Step-by-step explanation:
The data is:
The number has 4 digits.
The number is a multiple of 5
The number is a multiple of 7
The last digit is a 0.
Then, let's find all the possible numbers that met these conditions.
Our number can be formed with 4 digits, A, B, C and D.
D is the last one, so we have D = 0.
So the number is: ABC0
We know that all the numbers that end with 0 are multiples of 5, so that condition does not matter.
Now, a number is divisible by 7 if:
Take the last digit of the number, double it and subtract it to the remaining number, if the result is multiple of 7, then the initial number is a multiple of 7.
In this case the last digit is 0, so when we double it and subtract it, we actually are not changing the other 3 digits.
Then we have that:
ABC must be a multiple of 7.
So now our problem reduces to find the number of 3-digit numbers that are multiples of 7.
The first multiple of 7 that has 3 digits is:
7*15 = 105.
And the largest possible 3 digit number is 999, now let's try to divide it by 7 to see if this is also a multiple of 7.
999/7 = 142.7
the quotient is not integer, so 999 is not a multiple of 7.
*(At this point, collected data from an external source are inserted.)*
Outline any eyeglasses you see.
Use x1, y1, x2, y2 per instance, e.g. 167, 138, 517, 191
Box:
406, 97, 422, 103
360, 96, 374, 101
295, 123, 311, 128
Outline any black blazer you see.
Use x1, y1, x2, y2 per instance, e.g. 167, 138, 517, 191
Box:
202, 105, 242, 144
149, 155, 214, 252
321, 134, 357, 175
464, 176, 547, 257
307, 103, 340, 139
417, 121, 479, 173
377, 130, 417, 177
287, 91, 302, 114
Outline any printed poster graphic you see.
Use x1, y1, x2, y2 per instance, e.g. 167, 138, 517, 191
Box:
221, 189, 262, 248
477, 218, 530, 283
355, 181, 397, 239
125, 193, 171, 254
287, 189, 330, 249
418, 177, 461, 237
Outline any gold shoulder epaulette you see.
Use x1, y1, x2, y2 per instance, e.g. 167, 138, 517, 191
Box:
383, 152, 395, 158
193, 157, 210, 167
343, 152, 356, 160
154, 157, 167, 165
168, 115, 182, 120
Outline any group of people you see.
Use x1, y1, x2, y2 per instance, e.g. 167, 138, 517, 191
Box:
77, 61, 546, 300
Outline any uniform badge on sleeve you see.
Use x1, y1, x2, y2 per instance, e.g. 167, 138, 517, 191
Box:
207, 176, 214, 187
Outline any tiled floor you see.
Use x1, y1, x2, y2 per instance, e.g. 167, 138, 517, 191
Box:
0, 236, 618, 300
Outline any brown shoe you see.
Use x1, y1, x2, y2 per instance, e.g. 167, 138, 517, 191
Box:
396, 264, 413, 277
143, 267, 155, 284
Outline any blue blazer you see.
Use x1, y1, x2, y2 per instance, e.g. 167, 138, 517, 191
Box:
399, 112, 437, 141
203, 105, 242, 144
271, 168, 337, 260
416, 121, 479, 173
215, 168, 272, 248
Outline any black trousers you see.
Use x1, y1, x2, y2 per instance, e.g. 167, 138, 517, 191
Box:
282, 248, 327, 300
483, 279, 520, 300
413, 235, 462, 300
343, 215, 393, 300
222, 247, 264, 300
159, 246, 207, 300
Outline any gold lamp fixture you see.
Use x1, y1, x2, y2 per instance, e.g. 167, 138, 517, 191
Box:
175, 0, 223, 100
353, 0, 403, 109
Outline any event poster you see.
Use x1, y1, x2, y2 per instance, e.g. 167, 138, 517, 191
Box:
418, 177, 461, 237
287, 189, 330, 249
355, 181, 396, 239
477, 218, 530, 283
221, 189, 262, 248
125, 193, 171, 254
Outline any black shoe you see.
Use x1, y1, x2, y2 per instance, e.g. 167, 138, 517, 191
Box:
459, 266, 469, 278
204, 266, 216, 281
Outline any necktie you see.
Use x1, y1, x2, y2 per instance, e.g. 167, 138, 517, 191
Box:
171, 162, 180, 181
The next option is 998, we can do the same here:
998/7 = 142.6
And so on, we will find that the largest 3 digit multiple of 7 is:
994, such that:
7*152=994.
Then we have:
Smallest: 7*15 = 105
Largest: 7*152 = 994.
Then the number of multiples of 7 between 999 and 100 will be equal to the difference between the quotients between the multples and 7.
105/7 = 15
994/7 = 152
152 - 15 = 137
So we have 137 multiples of 7 with 3 digits.
Then we have 137 4-digit numbers, that end with a zero and also are divisible by 5 and 7.
So John must send 137 letters if he wants to be shure that Peter will get the card.